Originally Posted by *thyra* 
The Dh should be taking him out to play more.

LOL, totally. Your answer should be "Maybe you're right. I'm going out for the day, I'll be home by dinner. We had chicken last night, so try to make something more interesting, okay?"

Also, everything that saphire_chan said.


----------



## sparklefairy (May 21, 2005)

Middle of the 2nd year was a "rubber band snapped back" phase for both of mine. (First time I thought it was my fault for getting pregnant again. Nope. It was developmental.)

Some people talk about it as "regressions" but I prefer to think of it as development not being a straight line but more of a spiral (or a rubber band).

And he's been sick -- of course they are all whinier and clingier when they are sick!

Your Dh's reactions are fear-based, imo.


----------



## ASusan (Jun 6, 2006)

Your DH needs to read up on child development. Toddlerhood is peak age for separation anxiety. Your DH fueled it (unintentionally, of course) by being out of town for 2 weeks, even if he wasn't the "attachment parent," he still left the scene and rocked the stable little world of your DS. Of COURSE he's clinging to the one who sticks around. DUH. She might up and leave, too, for all he knows.

Separation anxiety peaks when toddlers are mobile. Evolution was cool that way. The ones who ran back and clung to their caregivers about the time they learned to wander off are the ones who lived to reproduce. Little by little, they learn to wander safely, farther, and for longer periods of time. Then, they get married and start the whole cycle again.
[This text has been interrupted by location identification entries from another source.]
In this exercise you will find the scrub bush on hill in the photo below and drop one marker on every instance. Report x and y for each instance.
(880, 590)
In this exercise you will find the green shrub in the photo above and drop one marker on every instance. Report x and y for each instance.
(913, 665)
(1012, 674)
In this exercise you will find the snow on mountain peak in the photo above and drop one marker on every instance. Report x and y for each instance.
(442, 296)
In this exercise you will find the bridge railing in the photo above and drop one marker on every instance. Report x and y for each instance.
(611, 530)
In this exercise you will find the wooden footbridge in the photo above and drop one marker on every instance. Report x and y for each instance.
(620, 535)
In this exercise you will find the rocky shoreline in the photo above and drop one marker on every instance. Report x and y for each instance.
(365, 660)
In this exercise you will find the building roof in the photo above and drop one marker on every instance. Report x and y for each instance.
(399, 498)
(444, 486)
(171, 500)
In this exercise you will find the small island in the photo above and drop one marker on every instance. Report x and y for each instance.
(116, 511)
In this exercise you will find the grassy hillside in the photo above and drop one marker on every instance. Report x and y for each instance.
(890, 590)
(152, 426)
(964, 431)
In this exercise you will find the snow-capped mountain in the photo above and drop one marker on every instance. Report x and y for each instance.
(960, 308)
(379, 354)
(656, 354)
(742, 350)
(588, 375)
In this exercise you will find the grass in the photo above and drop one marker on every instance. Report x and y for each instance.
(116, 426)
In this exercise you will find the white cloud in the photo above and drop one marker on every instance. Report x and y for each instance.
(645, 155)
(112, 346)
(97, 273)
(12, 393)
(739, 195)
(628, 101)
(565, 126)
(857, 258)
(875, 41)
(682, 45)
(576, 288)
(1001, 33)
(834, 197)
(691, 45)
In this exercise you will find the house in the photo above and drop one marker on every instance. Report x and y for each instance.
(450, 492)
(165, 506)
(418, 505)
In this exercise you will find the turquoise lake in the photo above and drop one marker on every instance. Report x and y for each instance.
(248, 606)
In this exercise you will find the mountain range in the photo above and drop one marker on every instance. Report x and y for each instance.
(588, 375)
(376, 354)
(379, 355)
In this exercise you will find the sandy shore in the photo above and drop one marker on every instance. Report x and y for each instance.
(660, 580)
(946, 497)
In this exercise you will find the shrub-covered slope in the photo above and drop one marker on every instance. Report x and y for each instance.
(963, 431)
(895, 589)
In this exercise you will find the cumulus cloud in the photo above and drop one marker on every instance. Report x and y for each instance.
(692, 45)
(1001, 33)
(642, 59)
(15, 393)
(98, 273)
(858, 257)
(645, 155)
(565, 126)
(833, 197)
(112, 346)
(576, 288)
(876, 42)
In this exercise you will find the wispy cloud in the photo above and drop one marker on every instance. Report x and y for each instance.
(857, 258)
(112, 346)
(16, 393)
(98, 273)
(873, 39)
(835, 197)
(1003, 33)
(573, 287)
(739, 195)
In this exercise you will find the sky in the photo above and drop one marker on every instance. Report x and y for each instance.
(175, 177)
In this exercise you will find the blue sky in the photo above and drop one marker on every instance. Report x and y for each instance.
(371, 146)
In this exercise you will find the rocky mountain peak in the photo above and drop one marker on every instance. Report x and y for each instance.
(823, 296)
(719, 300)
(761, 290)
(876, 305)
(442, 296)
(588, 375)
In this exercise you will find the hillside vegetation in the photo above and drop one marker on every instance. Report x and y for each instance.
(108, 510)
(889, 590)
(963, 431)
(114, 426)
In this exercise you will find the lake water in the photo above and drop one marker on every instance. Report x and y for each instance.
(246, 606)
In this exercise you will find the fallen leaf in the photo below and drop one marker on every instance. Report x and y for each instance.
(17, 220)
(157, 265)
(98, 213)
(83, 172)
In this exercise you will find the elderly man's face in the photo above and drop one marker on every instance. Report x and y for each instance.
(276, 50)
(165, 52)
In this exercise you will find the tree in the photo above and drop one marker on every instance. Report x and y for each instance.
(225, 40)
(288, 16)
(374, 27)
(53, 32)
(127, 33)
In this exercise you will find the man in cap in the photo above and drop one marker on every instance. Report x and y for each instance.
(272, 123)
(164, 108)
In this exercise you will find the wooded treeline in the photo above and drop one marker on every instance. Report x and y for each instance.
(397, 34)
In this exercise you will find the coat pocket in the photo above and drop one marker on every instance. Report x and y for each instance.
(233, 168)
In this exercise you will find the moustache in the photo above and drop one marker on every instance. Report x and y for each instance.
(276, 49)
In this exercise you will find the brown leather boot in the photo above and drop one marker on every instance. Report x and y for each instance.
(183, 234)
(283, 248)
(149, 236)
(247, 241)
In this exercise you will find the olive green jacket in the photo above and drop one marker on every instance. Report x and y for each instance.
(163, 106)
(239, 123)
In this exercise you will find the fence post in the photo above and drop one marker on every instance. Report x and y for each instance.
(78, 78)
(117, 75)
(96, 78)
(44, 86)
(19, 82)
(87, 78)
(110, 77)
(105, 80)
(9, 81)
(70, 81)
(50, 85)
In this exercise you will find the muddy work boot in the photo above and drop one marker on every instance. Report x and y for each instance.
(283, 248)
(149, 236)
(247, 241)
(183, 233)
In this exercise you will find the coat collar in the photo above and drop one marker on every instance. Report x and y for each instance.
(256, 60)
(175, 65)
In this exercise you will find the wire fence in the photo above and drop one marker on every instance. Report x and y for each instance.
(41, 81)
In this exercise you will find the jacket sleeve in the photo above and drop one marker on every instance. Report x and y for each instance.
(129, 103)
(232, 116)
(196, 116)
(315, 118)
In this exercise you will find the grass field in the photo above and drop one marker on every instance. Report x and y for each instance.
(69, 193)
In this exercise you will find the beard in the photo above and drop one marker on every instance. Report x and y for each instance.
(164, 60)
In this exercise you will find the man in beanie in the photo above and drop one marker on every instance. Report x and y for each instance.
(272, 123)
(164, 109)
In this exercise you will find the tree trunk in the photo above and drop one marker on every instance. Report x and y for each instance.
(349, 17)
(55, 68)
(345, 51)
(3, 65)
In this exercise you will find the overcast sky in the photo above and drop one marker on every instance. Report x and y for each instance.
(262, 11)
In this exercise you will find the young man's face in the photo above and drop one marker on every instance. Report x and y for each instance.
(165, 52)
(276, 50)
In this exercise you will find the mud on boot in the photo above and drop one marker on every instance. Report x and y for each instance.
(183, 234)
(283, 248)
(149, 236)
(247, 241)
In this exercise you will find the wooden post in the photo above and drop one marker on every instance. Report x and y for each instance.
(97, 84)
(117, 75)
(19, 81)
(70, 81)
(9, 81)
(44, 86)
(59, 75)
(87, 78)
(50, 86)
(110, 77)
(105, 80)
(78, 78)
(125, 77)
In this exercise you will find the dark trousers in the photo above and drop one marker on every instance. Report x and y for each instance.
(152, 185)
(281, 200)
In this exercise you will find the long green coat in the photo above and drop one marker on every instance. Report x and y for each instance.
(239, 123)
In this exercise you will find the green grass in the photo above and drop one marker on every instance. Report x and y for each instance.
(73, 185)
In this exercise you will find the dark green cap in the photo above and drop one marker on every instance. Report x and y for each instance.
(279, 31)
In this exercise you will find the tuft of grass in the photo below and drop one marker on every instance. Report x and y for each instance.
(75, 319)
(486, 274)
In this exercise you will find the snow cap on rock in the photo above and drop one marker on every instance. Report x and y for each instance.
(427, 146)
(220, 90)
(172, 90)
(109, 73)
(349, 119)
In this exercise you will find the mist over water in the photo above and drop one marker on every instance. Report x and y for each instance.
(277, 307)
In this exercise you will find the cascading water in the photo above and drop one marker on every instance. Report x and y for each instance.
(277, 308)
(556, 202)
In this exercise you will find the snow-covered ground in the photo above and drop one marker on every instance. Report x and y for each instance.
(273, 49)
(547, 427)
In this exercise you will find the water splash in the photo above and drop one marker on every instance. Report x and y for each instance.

There are a gazillion links about separation anxiety. http://www.allaboutlifechallenges.or...nxiety-faq.htmHere's one -

Quote:

Infants typically begin to feel the fear of separation between eight and nine months of age. They may manifest anxiety around strangers and in new situations. Babies who have been sleeping through the night for several months may suddenly begin waking at night and feeling the fear of parental separation. *Infant separation anxiety tends to peak in the toddler stage, somewhere between fourteen and eighteen months.* This is a time in your child's life when he or she is beginning to explore the world and learn early steps of independence, like walking. A toddler may happily walk a few feet away from his parents only to begin to cry upon the realization that mom or dad are no longer visible.
And another

Quote:

The overt manifestations of separation anxiety (e.g., crying, calling, and following) typically *peak between twelve and eighteen months* of age. As the toddler matures, usually after the child's second birthday, he or she begins to develop cognitive and behavioral means to cope with separations and separation anxiety decreases.

And it doesn't necessarily go away by 18 or 24 mos --

Quote:

Separation anxiety seems to reach its peak in toddlers at around 18 months of age. The child behaves in a fretful, clingy and distressed manner to the point where the parent feels exhausted, angry, guilty and helpless.

By pre-school age, separation anxiety generally starts to lessen and *by age five it generally stops.*
and another (from a more general article about childhood fears) -

Quote:

With parent-infant attachment and the infants' ability to remember their parents' faces, separation anxiety occurs. Separation anxiety typically occurs at about six to ten months of age and peaks between 18 and 24 months. Distress from being separated from the primary caretaker is a universal reaction. The younger infant does not have the ability to understand constancy and may believe that if his or her mother is not there she is gone forever.
And the PP are right - the illness contributed to this, as he wasn't feeling well, AND dad left. My son didn't let me go to the bathroom alone (without significant protest) from 14 mos until...last week? (he's almost 3).


----------



## T-man's Mama (Jun 22, 2010)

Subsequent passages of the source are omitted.